In this experiment a physical pendulum consisting of a rod and two large rubber stoppers (on top of each other) is swung from a point 1 mm from the end point. Calculate the moment of inertia of the pendulum about the point of suspension?

Data:
m=mass of rod=97.1 g
M=mass of the stoppers and the bolt=200 g
L=1 meter=length of rod
d=distance between the center of mass (CM) of the rod and the point of suspension=499 mm
D=distance between the center of mass of the stoppers and the Point of suspension=879 mm
R=distance between the Center of Mass of the rod-stopper system and the point of suspension=689 mm
theta (max)=the max angular displacement of the system from equilibrium (i.e. the max angular amplitude). Remember, theta (max) should be less than about pi/12 radian for the motion to be simple harmonic)=90 degrees
T(sub e)=the experimental period of oscillation of the pendulum. (measure and record at least three sets of 10 complete oscillations)=17.39 seconds/10 oscillations.
r=the distance from the center of the ruler to the point of rotation (.499 m)





2. Relevant equations
Note: I was sick when my teacher taught this so I learned the following from a friend.
use parallel axis theorem+MOI of point masses


(I)totalrod = (I)ruler + (I)mass

(I)mass= MR^2 where R = the distance from the center of the point mass to the rotation

and M is the mass for the point mass (200 g)

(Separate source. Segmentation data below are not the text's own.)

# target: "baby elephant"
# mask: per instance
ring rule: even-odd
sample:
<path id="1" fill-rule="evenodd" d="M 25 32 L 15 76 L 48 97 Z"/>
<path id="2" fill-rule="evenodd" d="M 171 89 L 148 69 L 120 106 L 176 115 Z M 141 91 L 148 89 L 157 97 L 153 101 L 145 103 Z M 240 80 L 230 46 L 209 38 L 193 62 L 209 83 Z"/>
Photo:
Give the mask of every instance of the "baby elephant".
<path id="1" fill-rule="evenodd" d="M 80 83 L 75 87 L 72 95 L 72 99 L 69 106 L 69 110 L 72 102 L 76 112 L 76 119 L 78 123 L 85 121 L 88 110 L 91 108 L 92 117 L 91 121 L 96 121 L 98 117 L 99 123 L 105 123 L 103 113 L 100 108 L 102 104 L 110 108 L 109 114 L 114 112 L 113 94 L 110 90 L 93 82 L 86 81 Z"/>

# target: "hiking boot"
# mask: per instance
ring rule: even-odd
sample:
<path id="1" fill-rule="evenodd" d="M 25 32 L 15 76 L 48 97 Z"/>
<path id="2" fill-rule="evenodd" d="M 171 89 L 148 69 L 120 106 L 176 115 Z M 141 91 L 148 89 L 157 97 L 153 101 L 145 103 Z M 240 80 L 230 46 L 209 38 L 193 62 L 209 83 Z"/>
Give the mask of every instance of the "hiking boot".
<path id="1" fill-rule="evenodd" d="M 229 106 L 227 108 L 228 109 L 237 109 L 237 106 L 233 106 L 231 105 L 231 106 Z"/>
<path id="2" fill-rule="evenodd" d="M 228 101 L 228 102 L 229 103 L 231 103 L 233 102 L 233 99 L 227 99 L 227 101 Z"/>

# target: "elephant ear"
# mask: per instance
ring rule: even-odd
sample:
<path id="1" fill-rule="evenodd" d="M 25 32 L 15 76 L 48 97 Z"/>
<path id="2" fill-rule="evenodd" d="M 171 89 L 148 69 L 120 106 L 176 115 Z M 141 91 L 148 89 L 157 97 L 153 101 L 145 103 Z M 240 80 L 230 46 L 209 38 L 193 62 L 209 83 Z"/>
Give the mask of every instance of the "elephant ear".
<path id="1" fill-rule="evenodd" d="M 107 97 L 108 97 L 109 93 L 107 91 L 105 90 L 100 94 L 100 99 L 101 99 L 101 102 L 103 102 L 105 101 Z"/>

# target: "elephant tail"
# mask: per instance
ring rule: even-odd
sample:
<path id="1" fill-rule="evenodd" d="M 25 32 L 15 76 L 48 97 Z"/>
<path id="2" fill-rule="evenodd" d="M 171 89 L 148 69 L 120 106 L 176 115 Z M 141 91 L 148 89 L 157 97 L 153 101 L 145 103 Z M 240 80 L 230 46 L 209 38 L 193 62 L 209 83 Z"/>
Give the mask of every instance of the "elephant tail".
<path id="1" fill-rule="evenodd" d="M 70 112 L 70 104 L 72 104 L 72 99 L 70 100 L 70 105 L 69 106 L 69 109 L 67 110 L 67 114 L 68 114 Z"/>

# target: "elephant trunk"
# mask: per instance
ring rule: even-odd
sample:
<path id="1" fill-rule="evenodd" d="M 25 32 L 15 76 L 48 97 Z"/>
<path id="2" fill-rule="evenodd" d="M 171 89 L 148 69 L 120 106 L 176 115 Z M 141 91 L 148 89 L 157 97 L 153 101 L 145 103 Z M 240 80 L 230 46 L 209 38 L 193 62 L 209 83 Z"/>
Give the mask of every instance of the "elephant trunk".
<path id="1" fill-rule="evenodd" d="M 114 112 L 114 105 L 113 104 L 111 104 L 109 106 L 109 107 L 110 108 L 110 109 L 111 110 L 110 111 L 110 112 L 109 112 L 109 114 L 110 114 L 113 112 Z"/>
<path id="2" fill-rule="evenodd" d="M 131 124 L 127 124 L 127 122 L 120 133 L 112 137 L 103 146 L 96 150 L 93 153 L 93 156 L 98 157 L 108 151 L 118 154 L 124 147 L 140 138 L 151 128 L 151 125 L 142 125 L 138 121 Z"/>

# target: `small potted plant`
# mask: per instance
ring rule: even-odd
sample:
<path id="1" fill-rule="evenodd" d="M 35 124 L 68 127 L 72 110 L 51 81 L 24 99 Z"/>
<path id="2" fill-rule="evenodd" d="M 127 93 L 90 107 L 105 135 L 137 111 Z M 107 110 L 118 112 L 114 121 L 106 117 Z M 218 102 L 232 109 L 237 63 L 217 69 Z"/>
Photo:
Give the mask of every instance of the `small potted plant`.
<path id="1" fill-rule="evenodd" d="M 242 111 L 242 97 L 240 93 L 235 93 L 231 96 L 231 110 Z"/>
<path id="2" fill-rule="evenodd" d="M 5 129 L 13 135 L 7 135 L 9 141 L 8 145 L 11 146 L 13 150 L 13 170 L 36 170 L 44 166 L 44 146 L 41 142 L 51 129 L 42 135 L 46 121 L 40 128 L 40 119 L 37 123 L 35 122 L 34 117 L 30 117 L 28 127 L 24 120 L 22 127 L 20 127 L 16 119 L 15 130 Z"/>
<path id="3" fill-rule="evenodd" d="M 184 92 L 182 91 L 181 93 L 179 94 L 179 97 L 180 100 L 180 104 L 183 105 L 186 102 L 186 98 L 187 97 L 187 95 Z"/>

(I)ruler is the parralel axis theorem which is like

(I)ruler= (I)centerofmass + Md^2

where (I)center of mass is equal to 1/3Mr^2 where r is the distance from the center of the ruler to the point of rotation (.5 meters) + Md^2...

3. The attempt at a solution
I was sick...I dunno Sorry!
Help..eh :)
Thanks so much! This is due tomorrow so Urgency is somewhat required LOL...I wish I was smart

rock.freak667

Well you know that I_{point mass}=mr², so you can find the I for the masses about the point of suspension (POS).

For a rod, about its center, the moment of inertia is 1/12ML².

Now the parallel axis theorem states that

I_POS=I_C+mR_POS²

You should be able to get the I for the rod about the POS now.

Now that both of the 'I's are about the same axis, the total I about that axis, is just the sum of the individual 'I' values.